Thanks also for clarifying joint ownership of the bugs system. I’m glad to hear there are discussions to break apart the Foundation and Corporate JIRA projects. As I understood Monty’s original argument for a Foundation, it serves to protect the interests of the community. That’s hard to do when it shares control of important community resources like the bugs system with a corporate entity. There’s already been public discussion on other key resources which remain under control of the MariaDB Corporation. This includes the trademark, docs, release notes, etc.
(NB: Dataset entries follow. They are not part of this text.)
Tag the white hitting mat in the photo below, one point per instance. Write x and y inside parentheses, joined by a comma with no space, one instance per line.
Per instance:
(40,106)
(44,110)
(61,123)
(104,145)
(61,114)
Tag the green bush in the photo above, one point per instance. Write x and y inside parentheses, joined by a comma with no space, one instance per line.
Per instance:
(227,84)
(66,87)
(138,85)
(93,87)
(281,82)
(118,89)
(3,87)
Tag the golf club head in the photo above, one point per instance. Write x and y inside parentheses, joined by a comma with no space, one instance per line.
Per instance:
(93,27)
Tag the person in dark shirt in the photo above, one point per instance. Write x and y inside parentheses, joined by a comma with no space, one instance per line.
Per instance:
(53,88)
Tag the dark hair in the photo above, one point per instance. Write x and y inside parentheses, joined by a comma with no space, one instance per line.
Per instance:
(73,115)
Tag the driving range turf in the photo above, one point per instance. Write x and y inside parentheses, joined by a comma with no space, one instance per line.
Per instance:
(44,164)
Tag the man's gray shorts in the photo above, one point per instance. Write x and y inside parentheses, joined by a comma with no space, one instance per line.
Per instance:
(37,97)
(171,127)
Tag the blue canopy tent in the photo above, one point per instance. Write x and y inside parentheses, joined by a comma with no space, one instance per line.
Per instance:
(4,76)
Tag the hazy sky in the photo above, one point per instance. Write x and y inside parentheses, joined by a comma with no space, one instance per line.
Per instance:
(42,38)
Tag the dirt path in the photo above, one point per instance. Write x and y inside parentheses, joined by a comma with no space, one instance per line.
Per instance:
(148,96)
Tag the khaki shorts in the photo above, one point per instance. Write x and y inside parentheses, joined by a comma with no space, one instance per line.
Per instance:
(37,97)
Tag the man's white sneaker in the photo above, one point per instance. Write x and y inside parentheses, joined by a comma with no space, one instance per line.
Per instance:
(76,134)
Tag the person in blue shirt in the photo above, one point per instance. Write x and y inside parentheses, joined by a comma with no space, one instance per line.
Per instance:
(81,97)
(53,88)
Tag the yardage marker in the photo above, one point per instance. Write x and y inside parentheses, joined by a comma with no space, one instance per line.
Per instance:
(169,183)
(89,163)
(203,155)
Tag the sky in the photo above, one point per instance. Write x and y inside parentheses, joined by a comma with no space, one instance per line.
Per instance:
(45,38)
No, we cannot fully adopt this policy. Jira is very good at logging all changes to issues, so if some confidential data was entered into a public project issue by mistake — there is no way to remove that, it’ll stay in the issue history. The only two options are — move the issue to a private project, or delete the issue. This policy can be used, though, if the issue is not confidential, but simply irrelevant to the current project. That we can keep public, of course, if irrelevant issues are less confusing than non-sequential MDEV numbers 🙂
Yes, every task that causes server changes, even if it was originated from an ME issue, should have a corresponding MDEV issue. But it’s not something that can be automatically enforced, so mistakes are possible. There is no really a “process” to catch them, but every developer knows the rule, and eventually every issue will be assigned to a developer. So these mistakes are caught.
As for the ownership. I suspect it might be more confusing to have MariaDB Server issues in one Jira instance and Connectors issues in another. Having one shared Jira for all MariaDB Open Source projects would be more useful. Who will run it — is an open question. And private projects do not belong there, I tend to agree with that.